Muitas lombadas em todas as ruas por onde passávamos. Que ele, sorrindo, dizia lá chamar-se polizia muda. Porque necessário era conduzir o carro em baixa velocidade.
E assim, em baixa velocidade andávamos, cruzando uma rua mais estreita, quando, de súbito, voa uma bola de futebol bem na nossa frente. E atrás da bola, em igual velocidade, um garoto. A frenagem, brusca e repentina não foi suficiente. E o menino, a correr, choca-se no canto dianteiro direito do veículo. E caído fica no asfalto. Descemos, de imediato, do carro. A criança não se movia. Nem pensamos. Colocamo-lo, deitado, no banco traseiro, com a cabeça em meu colo e os pés no colo de Laura. Agora, sim, não se respeitava mais o limite de velocidade. Às pressas chegamos ao pronto socorro de um hospital.

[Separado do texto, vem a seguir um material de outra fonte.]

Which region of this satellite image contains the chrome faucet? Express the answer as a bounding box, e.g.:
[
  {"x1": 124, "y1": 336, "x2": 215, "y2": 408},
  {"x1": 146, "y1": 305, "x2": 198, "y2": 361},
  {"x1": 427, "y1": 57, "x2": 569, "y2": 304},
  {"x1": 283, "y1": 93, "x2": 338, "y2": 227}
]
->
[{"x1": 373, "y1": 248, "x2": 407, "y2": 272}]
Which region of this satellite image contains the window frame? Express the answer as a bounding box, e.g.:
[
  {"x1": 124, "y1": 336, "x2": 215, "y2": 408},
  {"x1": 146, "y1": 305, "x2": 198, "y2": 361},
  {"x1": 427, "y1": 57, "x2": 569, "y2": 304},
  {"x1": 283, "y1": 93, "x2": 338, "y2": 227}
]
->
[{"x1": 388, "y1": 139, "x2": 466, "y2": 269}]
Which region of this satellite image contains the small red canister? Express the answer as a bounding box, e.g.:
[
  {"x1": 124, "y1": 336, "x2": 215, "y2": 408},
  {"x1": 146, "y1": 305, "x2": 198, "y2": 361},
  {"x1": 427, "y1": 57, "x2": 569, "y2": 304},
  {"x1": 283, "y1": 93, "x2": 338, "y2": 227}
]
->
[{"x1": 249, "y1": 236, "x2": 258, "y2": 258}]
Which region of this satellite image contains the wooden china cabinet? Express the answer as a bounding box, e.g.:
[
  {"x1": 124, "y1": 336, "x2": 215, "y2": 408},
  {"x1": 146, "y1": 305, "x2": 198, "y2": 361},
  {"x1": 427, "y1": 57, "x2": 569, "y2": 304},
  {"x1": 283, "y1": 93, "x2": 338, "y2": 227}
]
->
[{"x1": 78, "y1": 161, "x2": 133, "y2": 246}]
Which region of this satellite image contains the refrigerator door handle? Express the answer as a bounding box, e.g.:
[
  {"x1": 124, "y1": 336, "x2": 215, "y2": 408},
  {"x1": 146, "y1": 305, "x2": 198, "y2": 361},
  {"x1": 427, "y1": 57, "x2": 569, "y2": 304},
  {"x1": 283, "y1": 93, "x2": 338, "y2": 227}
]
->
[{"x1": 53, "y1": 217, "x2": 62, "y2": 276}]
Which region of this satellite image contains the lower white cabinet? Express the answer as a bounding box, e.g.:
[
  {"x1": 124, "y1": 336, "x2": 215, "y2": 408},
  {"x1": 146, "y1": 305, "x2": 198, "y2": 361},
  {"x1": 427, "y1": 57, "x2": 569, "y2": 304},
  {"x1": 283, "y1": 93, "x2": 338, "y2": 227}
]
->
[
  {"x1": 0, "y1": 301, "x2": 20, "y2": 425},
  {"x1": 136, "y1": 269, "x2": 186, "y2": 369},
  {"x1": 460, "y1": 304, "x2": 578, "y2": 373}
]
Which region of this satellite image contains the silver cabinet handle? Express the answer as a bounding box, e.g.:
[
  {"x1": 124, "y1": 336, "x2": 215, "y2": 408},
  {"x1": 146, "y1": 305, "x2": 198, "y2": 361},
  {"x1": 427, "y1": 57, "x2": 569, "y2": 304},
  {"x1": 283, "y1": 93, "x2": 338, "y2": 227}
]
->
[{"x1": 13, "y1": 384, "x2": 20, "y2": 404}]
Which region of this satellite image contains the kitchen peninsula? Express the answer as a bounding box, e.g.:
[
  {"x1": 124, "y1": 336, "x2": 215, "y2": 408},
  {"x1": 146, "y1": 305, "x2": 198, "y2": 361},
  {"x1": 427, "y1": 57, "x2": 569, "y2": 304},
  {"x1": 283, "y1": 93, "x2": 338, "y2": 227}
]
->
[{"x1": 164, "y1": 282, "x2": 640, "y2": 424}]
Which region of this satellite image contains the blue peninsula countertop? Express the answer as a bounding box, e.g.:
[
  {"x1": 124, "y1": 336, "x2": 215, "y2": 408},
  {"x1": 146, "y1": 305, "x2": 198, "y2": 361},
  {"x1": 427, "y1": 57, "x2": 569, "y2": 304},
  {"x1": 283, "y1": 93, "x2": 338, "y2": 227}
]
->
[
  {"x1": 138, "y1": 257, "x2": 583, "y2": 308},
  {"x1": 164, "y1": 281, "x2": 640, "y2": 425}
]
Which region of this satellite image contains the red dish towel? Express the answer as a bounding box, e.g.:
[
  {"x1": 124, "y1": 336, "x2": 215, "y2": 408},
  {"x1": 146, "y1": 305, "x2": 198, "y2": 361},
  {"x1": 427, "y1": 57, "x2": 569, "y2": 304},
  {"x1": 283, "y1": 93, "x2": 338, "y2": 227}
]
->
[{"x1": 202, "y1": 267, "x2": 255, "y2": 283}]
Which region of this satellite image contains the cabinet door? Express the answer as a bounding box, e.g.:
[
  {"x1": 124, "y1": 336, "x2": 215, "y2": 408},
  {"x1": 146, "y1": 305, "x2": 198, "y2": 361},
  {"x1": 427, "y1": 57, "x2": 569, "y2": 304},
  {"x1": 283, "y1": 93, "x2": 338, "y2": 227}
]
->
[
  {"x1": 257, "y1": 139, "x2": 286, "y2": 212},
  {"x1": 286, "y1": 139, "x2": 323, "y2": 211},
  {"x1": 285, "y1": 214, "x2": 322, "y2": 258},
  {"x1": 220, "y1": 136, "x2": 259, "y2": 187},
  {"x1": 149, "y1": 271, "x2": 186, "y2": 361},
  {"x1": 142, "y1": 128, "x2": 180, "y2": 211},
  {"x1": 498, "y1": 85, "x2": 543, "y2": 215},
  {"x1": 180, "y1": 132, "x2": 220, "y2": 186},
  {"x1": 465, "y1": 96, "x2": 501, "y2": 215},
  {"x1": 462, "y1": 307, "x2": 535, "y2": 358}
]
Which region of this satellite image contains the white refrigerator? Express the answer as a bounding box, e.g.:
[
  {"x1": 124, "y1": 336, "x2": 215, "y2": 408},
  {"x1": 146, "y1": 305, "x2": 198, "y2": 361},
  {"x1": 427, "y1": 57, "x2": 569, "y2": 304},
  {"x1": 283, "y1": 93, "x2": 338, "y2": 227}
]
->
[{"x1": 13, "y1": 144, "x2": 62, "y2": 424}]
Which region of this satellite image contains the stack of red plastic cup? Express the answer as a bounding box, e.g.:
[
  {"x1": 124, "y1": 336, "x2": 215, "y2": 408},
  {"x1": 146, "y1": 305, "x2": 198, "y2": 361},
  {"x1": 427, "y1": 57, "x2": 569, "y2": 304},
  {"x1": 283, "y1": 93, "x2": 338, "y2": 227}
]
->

O professor peruano, que tinha a cor própria dos nativos andinos, aparentava, neste momento, ter uma face acinzentada. Uma tão falante pessoa emudece, de súbito. Seus olhos argutos e vivos tornaram-se baços e só miravam o chão. Queria que disséssemos algo que o consolasse. Que a criança seria salva. Que deveria ser algo passageiro. Mas éramos ali tão expectantes quanto ele. Todos os procedimentos usuais e urgentes estavam sendo feitos. Danilo explicou-lhe todas as possibilidades prognósticas. Nas quais incluiu um possível rompimento das artérias que compõem o Polígono de Willis.
Com o desapontamento escrito em sua face, o desolado professor peruano deixou-nos no hospital e foi em busca dos familiares do menino que, provavelmente, morava na casa de onde surgira voando aquela fatídica bola. Retornou com os agoniados pais, em prantos.
Claro que o nosso almoço foi transferido para as calendas gregas. Ficamos fazendo companhia ao nosso amigo, na recepção do hospital, até sabermos que o garoto retornara de sua rápida viagem ao mundo do inconsciente.

Avantajava-se a tarde quando retornamos ao hotel depois de visitarmos, ainda um outro museu, o Larco, considerado um dos principais da capital. Também tem um aconchegante jardim com uma preciosidade de cactos. Conseguimos apreciar boa parte das obras nele expostas.
O dia não fora cansativo no sentido de cansaço físico. Mas fora pleno de aventuras. Ao retornarmos ao hotel, necessário era agora levar nossas bagagens aos novos apartamentos que nos foram destinados. O plano era jantarmos no restaurante anexo e recolhermo-nos cedo. Porque Danilo e Laura queriam descansar das peripécias do dia. Eu, não.
Ao descermos do elevador encontramo-nos com o nosso amigo americano que lá nos aguardava. Antes de me dirigir para o novo quarto deixara um bilhete no escaninho de Richard, na portaria.
Levou-nos, uma vez mais, para um aprazível restaurante à beira-mar. Para completar, fomos assistir a um concerto de uma orquestra sinfônica.
Mas, mais havia para despedir-me de Lima. Deixamos meus amigos no hotel. E saímos para a noite enevoada da beira do Pacífico. Em uma boate ficamos dançando e conversando até percebermos que os garçons já colocavam as cadeiras em cima das mesas.
No outro dia pousávamos no aeroporto de La Paz.